ST. LOUIS • A federal judge here Wednesday tossed out a lawsuit filed by a St. Peters woman who is allergic to grass and who challenged a city ordinance requiring her to plant it.
U.S. District Judge John Ross’ 17-page ruling said Janice and Carl Duffner “failed to identify a fundamental right that is restricted by the Turf Grass Ordinance.”
After unsuccessfully suing in state court, the Duffners filed their federal suit in 2016, claiming the ordinance was “unnecessary for the advancement of any compelling or permissible state objective” and “imposes a permanent obligation on the owner to cultivate and maintain that unwanted physical presence on their property for no reason other than that the government commands it.”

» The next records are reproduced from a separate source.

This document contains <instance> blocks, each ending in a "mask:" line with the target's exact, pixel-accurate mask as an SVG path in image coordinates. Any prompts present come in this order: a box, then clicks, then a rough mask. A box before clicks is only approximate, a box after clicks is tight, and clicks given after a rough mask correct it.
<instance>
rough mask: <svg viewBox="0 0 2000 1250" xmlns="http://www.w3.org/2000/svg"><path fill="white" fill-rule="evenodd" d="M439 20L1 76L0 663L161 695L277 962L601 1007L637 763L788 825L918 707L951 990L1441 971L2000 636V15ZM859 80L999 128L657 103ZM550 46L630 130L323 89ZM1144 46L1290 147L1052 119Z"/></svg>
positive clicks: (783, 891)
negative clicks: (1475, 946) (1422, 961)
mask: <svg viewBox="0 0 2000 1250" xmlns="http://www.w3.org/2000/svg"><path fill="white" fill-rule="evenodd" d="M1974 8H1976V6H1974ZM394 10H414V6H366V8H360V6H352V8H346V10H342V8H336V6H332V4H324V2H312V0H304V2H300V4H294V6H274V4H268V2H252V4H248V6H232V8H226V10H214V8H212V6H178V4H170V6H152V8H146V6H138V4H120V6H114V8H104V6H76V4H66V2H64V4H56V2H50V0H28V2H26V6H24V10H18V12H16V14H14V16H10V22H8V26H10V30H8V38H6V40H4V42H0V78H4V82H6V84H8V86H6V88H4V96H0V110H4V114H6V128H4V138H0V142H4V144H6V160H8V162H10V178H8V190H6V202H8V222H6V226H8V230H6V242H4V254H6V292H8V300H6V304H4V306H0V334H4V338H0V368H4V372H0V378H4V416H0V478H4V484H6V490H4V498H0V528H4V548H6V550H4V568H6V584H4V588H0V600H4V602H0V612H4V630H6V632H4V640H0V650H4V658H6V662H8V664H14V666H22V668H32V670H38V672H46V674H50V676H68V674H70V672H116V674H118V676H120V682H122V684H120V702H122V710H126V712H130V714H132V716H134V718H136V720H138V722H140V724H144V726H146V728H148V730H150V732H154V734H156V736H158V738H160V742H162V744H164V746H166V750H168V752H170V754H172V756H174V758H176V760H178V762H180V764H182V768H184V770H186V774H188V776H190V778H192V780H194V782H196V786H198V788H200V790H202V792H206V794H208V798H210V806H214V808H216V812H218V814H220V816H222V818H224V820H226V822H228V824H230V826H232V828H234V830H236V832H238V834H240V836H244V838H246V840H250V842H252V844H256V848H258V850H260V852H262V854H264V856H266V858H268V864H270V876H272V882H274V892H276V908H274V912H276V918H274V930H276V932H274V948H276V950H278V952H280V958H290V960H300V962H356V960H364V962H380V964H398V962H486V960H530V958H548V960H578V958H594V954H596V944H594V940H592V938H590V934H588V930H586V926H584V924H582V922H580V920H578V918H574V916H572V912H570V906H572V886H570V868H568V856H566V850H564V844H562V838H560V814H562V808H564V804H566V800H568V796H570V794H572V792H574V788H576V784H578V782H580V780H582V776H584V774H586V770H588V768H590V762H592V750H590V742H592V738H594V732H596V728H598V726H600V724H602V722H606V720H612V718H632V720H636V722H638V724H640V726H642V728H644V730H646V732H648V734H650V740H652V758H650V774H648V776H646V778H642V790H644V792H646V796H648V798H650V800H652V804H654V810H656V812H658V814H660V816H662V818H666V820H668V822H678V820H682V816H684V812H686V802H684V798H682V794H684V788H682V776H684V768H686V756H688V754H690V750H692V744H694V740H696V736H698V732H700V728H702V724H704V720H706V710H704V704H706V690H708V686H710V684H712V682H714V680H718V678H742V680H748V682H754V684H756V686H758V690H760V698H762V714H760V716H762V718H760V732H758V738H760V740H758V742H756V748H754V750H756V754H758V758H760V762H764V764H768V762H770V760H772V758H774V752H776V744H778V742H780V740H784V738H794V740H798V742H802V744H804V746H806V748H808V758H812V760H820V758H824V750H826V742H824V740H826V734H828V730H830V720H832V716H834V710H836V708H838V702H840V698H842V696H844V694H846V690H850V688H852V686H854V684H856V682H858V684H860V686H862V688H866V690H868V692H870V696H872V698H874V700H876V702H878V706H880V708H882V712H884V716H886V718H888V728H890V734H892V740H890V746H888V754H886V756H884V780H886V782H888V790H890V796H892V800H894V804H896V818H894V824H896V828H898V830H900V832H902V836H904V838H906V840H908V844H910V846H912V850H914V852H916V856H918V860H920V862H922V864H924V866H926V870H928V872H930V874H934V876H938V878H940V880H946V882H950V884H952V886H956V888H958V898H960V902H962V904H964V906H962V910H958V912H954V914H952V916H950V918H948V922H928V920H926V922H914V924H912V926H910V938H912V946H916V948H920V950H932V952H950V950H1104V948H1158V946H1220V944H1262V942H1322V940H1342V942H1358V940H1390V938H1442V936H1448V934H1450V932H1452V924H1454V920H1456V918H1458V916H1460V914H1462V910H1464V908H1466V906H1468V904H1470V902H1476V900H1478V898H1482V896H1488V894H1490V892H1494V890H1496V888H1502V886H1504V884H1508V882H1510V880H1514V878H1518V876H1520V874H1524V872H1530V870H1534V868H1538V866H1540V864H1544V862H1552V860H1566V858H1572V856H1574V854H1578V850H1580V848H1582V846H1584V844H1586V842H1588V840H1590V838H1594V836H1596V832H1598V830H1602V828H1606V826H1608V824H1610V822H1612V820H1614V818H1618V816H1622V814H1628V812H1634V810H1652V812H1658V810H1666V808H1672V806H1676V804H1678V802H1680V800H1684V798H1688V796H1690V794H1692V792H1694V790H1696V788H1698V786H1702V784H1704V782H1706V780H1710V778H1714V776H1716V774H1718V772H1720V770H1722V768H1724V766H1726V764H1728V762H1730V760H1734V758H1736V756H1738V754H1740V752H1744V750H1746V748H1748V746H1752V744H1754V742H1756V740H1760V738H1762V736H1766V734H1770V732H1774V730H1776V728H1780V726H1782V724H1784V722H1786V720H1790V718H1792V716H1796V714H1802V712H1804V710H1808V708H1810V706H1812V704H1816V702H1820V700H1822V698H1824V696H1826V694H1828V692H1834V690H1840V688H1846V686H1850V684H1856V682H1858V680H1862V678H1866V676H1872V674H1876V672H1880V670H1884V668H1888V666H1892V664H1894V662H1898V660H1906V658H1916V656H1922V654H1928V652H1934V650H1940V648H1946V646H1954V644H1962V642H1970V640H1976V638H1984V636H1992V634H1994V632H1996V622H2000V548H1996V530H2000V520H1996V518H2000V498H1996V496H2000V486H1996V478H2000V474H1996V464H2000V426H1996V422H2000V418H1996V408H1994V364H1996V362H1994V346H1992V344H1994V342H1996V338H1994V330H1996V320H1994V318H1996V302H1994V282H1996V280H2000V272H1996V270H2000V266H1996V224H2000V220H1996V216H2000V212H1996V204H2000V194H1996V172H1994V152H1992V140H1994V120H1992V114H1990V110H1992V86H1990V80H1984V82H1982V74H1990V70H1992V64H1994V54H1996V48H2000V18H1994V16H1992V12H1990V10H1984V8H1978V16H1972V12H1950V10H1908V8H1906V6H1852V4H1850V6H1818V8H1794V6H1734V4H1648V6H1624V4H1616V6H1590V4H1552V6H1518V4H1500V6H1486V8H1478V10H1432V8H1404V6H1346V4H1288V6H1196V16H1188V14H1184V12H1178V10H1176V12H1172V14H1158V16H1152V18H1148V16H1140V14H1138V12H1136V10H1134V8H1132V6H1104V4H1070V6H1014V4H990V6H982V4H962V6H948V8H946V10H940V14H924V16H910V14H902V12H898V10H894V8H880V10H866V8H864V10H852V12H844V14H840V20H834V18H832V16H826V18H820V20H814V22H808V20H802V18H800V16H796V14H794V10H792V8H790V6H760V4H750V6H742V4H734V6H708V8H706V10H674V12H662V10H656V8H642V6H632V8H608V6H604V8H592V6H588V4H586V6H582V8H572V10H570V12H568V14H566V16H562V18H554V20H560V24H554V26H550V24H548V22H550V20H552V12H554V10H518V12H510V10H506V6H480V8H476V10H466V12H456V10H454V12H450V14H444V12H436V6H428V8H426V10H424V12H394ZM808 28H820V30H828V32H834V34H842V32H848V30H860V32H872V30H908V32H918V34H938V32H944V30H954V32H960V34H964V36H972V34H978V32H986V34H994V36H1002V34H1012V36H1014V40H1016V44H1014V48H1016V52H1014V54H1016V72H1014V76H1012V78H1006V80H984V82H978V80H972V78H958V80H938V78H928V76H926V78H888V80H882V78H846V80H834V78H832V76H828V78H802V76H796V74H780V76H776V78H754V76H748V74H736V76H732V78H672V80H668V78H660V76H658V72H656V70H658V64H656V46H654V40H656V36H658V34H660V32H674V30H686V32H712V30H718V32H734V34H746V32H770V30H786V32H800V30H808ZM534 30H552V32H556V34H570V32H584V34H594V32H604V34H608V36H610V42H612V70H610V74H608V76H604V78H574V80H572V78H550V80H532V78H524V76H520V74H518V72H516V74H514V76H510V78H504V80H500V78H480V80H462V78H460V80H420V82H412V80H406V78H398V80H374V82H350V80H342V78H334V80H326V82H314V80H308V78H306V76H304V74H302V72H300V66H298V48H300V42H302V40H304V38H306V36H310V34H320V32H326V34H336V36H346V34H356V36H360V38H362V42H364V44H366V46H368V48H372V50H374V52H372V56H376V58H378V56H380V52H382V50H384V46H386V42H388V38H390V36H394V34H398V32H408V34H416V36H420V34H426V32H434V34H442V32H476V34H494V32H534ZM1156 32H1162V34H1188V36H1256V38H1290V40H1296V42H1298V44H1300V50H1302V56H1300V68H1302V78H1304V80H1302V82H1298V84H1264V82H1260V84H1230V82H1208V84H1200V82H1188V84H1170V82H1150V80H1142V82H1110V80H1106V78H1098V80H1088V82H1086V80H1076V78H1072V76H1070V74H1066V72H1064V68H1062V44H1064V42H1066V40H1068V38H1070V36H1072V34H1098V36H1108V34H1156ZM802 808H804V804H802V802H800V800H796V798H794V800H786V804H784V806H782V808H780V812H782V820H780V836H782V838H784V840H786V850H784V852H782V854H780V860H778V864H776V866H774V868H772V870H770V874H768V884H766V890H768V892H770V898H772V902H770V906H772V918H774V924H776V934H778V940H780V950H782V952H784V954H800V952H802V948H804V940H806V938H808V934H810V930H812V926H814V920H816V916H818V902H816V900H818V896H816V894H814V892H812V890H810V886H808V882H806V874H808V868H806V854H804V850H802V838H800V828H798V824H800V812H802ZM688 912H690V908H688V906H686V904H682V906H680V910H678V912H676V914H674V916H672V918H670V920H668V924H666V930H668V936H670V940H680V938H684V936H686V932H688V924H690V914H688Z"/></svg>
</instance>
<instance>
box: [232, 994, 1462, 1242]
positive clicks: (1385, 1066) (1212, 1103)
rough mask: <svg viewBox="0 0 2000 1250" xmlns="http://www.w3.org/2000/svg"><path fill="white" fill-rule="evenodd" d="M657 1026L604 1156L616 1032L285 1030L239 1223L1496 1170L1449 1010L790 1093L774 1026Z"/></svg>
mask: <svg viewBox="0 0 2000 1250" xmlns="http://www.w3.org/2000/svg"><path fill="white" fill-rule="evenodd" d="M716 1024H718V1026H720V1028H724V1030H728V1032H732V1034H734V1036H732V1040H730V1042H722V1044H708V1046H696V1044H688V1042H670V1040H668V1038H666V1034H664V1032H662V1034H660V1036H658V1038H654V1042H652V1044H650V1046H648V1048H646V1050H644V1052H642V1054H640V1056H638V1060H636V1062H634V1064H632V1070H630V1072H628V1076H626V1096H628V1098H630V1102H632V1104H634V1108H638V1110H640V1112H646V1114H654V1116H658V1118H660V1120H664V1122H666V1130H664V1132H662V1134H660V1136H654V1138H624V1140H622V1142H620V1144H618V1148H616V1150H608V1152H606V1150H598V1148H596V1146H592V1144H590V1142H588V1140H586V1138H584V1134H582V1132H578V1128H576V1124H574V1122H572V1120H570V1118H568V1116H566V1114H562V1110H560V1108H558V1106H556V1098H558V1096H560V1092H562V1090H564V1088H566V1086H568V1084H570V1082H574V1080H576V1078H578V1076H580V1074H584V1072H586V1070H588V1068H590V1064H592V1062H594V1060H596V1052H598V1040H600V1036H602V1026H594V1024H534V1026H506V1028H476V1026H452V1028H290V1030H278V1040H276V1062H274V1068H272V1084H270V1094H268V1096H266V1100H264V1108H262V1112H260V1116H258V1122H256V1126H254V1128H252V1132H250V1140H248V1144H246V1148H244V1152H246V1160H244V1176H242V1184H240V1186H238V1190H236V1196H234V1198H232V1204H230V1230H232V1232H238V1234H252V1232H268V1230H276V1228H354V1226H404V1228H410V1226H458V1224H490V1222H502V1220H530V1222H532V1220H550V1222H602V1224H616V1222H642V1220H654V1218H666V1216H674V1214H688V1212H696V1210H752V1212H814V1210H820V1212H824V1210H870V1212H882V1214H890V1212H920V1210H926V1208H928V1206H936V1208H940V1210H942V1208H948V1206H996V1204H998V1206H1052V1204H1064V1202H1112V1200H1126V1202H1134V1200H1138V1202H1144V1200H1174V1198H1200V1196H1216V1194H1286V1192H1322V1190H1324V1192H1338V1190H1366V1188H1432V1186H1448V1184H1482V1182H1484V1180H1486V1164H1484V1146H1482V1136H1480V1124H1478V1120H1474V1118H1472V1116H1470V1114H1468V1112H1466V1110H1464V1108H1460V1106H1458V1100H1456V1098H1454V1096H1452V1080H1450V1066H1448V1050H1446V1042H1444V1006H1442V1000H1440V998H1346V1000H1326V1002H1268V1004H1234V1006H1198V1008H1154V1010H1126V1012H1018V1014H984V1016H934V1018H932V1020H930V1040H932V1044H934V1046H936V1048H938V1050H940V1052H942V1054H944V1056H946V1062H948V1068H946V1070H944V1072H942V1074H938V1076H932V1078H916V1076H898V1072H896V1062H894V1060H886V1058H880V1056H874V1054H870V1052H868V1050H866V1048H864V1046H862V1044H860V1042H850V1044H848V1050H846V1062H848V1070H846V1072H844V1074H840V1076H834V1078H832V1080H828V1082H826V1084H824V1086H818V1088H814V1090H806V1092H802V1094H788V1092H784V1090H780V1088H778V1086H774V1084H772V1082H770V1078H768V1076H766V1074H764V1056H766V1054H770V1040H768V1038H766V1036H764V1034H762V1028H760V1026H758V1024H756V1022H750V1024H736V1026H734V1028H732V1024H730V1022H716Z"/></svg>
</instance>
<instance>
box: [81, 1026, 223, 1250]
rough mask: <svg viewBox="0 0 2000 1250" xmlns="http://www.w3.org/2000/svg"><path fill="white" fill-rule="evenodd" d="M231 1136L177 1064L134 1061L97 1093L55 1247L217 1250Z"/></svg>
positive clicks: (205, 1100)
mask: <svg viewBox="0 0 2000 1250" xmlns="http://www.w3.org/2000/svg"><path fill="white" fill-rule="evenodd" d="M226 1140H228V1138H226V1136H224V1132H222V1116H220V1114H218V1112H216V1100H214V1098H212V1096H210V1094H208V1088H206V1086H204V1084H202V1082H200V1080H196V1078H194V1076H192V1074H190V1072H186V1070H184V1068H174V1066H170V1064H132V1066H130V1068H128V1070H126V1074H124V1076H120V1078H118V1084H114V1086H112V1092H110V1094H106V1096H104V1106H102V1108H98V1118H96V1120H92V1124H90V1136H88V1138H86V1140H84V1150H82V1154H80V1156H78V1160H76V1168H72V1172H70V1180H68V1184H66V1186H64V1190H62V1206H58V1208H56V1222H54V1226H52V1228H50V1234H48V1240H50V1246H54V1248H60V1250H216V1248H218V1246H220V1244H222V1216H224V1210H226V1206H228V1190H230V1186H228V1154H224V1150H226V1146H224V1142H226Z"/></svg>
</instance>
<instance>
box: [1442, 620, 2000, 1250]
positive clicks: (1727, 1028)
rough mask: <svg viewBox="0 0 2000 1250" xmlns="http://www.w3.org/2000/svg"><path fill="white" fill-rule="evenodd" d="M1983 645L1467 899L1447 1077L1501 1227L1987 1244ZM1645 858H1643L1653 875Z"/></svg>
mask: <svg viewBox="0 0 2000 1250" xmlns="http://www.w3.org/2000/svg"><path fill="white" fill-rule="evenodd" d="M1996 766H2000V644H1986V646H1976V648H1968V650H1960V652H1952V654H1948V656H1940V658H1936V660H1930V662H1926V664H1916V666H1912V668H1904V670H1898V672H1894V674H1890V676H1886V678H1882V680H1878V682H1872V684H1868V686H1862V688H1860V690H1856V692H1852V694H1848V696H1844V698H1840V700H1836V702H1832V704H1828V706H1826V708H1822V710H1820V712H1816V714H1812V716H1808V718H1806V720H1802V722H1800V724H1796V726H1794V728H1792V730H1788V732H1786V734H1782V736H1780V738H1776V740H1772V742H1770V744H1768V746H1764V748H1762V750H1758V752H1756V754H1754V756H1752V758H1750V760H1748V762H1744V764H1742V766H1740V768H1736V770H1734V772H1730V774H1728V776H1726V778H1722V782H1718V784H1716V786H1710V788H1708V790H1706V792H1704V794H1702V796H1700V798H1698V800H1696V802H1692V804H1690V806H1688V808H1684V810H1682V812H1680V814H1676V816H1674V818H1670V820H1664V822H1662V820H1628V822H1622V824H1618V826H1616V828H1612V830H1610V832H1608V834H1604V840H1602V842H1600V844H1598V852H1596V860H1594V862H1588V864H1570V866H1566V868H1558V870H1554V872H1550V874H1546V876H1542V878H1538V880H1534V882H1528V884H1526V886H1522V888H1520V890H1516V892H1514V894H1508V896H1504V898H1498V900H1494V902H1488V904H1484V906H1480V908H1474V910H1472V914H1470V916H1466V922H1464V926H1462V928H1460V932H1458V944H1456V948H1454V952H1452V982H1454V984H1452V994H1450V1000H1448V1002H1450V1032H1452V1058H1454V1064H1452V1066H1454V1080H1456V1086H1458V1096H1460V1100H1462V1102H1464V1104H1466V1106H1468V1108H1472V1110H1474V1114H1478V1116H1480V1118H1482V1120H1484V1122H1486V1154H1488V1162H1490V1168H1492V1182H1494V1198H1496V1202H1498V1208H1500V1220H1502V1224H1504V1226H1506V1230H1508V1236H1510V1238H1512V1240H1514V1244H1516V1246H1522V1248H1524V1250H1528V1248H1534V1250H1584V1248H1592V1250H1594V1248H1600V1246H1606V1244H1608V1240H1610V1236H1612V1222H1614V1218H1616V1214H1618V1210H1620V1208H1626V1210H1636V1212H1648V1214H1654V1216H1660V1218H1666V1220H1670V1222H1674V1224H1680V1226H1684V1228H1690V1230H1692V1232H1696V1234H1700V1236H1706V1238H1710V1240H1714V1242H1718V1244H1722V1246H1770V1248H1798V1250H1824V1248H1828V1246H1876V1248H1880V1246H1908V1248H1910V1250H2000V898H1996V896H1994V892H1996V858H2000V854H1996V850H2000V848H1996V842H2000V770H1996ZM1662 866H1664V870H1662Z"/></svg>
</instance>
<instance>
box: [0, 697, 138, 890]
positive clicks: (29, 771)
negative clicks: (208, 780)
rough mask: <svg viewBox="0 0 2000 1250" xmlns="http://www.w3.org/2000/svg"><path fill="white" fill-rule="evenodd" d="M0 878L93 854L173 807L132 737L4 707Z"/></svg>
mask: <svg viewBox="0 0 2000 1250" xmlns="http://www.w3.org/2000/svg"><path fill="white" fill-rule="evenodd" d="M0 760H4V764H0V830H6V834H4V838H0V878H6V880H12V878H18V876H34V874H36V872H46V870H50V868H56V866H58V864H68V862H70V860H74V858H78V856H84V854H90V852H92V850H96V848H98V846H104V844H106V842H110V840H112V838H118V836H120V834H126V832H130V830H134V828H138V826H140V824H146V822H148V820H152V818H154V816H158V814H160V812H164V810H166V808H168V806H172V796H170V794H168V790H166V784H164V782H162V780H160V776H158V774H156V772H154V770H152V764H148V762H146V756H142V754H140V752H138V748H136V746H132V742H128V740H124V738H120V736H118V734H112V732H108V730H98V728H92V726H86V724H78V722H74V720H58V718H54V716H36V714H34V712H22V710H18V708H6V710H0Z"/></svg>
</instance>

The suit said such ordinances could lead to cities mandating swimming pools or holiday light shows to boost property values and said the Duffners could face jail time or fines of $7,490 to nearly $188,000.
In Ross’ ruling in response to the city’s summary judgment motion, he wrote that the U.S. Supreme Court has ruled that “aesthetic considerations constitute a legitimate government purpose,” and therefore the Duffners failed to prove the ordinance was “arbitrary, capricious” and also failed to prove that it was not “rationally related” to a legitimate government purpose.
The couple argued they had a right to use their “private property in a harmless, lawful manner of the owner’s choosing” and “exclude unwanted persons and things from private property,” Ross wrote. Ross said that claim was too general, and if accepted, could subject “many, if not all, zoning laws … to heightened judicial scrutiny.”
Ross ruled that the potential punishment was not excessive. He also declined to consider several state law claims, saying that some of the issues had already been “extensively litigated and decided by Missouri state courts” in a prior state lawsuit, and other issues, including zoning, were better left for state courts to consider.
Dave Roland, a Freedom Center of Missouri lawyer representing the Duffners, vowed to appeal.
“If a city can compel citizens to devote half of their property to growing a plant that the citizen does not want and that makes them sick, there is no longer any principled limit to the government’s control over private property,” he said in a statement.
The Duffners bought their house at 1 Fishers Hill Drive in 2002 and began planting flowers, trees and ground cover on the dirt and weed-covered lot. They now have planting beds, mulched areas, two small ponds, paths and seating areas.
In 2014, after someone complained, they received a letter from the city saying they had violated a 2008 city ordinance requiring at least 50 percent “turf grass.”
The St. Peters Board of Adjustment has since granted a variance reducing their grass requirement to 5 percent in the front or side yard, but Janice Duffner told the Post-Dispatch in 2016 that that would still mean 849 square feet of grass.